Since I am not really into how fitting algorithm used in ROOT work, I have a general question about an approach.

I want to fit a 2D function, to simplify, let’s say it’s centre position (x,y) and scale. Scale can be calculated analytically for every given centre position (x,y), while the position needs to be fitted numerically. The thing that I’m doing now and which seems to work is that I define TF2 with (x,y,scale) parameters and fix the scale. Inside the function called by TF2, let’s say, calc_func(), I calculate the scale for centre position requested by fitter and return the function value scaled by the calculated scale. Than I change the scale parameter of the TF2.

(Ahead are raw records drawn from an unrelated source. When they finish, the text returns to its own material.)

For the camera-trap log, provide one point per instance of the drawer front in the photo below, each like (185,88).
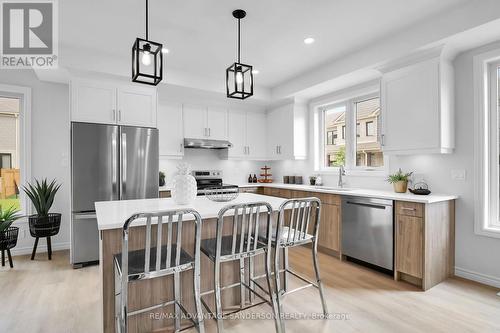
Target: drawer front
(409,208)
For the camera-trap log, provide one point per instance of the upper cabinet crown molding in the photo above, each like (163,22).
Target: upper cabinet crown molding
(417,102)
(109,102)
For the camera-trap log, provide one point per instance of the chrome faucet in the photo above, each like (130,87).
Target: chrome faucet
(341,173)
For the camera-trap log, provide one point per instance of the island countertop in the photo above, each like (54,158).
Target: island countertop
(113,214)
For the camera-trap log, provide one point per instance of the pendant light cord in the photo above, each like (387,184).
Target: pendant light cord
(147,19)
(239,37)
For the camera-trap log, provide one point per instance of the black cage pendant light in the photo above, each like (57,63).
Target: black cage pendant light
(239,77)
(147,58)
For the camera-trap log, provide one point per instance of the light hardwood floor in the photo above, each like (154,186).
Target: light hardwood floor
(43,296)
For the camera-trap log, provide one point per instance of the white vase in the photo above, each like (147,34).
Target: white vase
(184,188)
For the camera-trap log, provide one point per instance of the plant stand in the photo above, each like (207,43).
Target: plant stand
(44,227)
(8,240)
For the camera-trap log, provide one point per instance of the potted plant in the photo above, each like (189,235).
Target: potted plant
(43,224)
(8,234)
(400,181)
(162,178)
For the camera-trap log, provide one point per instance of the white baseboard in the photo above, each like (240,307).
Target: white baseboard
(478,277)
(18,251)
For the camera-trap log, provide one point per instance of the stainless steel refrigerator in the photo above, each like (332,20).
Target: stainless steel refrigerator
(108,162)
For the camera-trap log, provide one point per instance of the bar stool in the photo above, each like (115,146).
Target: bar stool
(296,233)
(157,261)
(241,244)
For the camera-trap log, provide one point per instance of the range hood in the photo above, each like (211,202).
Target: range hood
(207,144)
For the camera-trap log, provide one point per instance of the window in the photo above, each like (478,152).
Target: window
(334,153)
(487,144)
(358,146)
(370,128)
(15,148)
(9,152)
(368,148)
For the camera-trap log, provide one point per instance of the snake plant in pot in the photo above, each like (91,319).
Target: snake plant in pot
(8,234)
(400,181)
(43,223)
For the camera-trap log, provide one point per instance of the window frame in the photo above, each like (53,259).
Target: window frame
(486,168)
(348,98)
(24,96)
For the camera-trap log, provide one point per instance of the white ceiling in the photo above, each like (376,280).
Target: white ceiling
(201,34)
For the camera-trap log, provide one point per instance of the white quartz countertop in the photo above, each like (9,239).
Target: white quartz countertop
(113,214)
(382,194)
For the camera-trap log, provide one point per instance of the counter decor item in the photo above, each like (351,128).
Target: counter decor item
(420,188)
(8,234)
(184,189)
(162,179)
(43,224)
(222,193)
(266,174)
(399,180)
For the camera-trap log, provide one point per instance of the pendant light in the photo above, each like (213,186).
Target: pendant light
(239,77)
(147,58)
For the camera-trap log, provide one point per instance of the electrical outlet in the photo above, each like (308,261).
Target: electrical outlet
(458,174)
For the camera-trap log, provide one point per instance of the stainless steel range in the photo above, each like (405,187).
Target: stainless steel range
(209,179)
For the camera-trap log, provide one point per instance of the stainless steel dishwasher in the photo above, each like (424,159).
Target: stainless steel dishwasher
(368,230)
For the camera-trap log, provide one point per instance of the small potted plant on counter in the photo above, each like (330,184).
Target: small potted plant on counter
(8,234)
(400,181)
(43,224)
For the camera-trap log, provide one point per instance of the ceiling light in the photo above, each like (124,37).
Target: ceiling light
(309,40)
(239,77)
(147,58)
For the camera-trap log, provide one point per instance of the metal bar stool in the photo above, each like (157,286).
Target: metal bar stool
(156,261)
(241,244)
(295,233)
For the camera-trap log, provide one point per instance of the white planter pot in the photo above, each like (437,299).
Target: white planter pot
(184,189)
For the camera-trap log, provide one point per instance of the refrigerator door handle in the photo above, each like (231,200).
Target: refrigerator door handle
(114,164)
(123,187)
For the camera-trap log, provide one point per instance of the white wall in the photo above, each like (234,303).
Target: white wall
(49,149)
(476,256)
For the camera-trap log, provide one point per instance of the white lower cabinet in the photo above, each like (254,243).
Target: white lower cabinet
(171,136)
(109,102)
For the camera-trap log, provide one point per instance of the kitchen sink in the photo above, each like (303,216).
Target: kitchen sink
(340,189)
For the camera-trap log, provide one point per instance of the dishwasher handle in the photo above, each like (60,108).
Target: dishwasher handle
(370,205)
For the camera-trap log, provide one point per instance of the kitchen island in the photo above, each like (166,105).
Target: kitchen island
(111,216)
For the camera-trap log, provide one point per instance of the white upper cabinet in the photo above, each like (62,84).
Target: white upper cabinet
(247,133)
(195,122)
(217,123)
(137,106)
(93,102)
(205,123)
(171,136)
(110,102)
(237,134)
(417,108)
(256,135)
(287,132)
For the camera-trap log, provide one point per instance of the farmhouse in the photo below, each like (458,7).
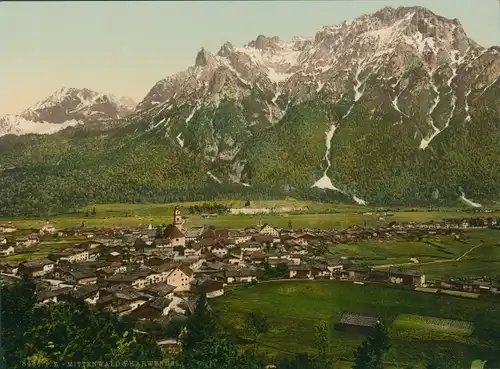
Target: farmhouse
(7,228)
(6,249)
(407,277)
(36,268)
(209,287)
(357,321)
(174,232)
(268,230)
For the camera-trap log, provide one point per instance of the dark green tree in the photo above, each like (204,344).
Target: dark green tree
(159,233)
(299,361)
(322,343)
(17,318)
(200,326)
(370,354)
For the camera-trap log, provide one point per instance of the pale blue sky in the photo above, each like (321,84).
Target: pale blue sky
(125,47)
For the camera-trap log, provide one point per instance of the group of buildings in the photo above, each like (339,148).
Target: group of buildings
(156,273)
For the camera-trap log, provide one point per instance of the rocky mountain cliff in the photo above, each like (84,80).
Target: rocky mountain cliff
(64,108)
(395,107)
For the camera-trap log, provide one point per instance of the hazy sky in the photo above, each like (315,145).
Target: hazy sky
(126,47)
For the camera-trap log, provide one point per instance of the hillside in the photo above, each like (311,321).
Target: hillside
(66,107)
(393,108)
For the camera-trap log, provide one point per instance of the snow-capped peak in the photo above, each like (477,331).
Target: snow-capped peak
(407,35)
(66,107)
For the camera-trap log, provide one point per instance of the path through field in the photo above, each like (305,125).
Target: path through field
(430,262)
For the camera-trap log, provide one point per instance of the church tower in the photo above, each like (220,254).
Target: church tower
(178,221)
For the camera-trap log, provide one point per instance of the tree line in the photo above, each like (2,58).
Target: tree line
(56,335)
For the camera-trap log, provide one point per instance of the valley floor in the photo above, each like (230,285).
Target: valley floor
(308,215)
(294,307)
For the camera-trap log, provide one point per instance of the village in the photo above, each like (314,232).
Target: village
(156,274)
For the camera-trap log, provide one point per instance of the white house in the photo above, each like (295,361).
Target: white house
(180,278)
(269,231)
(47,229)
(7,228)
(6,250)
(74,256)
(219,251)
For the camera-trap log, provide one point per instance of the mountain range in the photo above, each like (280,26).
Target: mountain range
(398,107)
(66,107)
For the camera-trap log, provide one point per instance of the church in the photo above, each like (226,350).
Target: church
(175,231)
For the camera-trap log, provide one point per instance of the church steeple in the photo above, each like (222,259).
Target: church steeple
(178,221)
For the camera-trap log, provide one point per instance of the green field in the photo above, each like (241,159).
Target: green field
(316,215)
(44,248)
(293,307)
(417,325)
(440,256)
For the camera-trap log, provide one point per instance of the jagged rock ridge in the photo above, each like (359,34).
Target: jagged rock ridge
(66,107)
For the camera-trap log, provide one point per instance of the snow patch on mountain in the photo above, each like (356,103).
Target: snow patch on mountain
(470,202)
(16,125)
(426,141)
(214,177)
(325,181)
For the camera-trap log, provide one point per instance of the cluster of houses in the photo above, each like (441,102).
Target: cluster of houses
(155,274)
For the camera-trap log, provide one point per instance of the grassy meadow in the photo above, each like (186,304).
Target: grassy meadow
(441,256)
(417,322)
(314,215)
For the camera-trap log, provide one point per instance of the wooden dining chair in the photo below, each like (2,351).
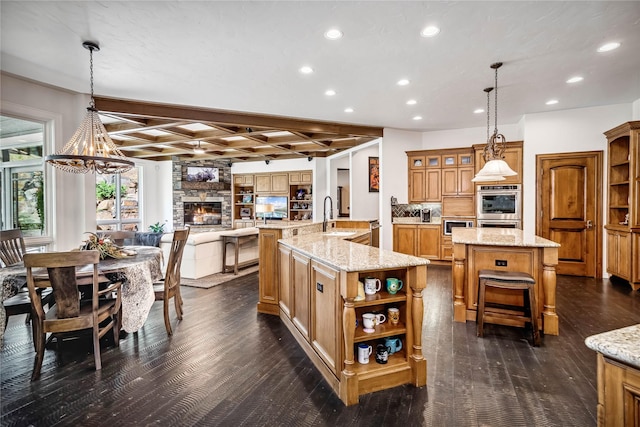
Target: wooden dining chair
(170,286)
(101,313)
(12,250)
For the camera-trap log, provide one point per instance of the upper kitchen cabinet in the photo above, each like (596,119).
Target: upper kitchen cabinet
(272,183)
(513,157)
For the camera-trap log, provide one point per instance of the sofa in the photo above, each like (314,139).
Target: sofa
(202,254)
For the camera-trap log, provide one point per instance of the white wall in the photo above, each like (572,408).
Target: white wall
(393,176)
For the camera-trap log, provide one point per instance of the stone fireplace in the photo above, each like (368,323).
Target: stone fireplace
(202,204)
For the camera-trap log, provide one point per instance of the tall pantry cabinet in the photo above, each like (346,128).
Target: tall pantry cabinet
(623,203)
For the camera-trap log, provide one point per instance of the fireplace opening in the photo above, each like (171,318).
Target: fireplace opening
(203,213)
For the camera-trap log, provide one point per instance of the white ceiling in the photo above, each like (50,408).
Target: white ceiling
(245,56)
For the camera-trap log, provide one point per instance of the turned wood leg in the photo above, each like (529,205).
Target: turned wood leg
(549,315)
(349,382)
(459,267)
(417,360)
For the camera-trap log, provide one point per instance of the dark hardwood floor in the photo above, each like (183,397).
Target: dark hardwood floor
(226,365)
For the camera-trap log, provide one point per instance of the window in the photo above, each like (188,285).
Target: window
(22,180)
(117,199)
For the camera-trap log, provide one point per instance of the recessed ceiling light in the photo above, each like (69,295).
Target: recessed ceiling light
(333,34)
(608,46)
(430,31)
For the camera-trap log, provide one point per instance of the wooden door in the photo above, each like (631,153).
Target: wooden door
(569,200)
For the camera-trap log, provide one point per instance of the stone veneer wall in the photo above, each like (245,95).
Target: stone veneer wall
(184,191)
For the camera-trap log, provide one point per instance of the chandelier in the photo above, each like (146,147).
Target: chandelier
(90,149)
(495,168)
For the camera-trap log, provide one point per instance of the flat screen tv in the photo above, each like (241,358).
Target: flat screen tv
(280,206)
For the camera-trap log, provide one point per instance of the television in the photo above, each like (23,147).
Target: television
(280,206)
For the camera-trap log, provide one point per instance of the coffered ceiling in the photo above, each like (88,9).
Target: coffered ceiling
(237,64)
(159,132)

Is this a proper approach? I mean do minuit, fumili and levenberg-marquadt implementations in ROOT work properly with such changing TF2 parameter from inside the TF2, etc.? I hope my question is clear without minimal sample working code :slight_smile:


all the fitting algorithms in ROOT work by minimizing a sum (least square or negative log likelihood).
This sum should be a smooth function of the parameters and the derivatives must exist in the considered parameter region. The minimization program should be able to compute the derivatives. If this is not the case these algorithms will not work.
You can still use an algorithm not requiring the derivatives like Simplex, Simulated annealing or a genetic algorithm


Thanks for an answer. I am struggling with fitting centre of a 2D function, where the scale is, as mentioned, calculated analyticaly. Although the fit seems to be a very easy one, with just 2 free parameters, it is really unstable, especially liking to stay near the initial values, no matter if I use GSL or minuit or, as just tested… simplex.

However, I found out that it is fairly easy to generate a 2D gaussian example that does not converge or converge badly with all parameters but position in x and y free (tried with minuit), so I guess it is not as easy fit as it seems.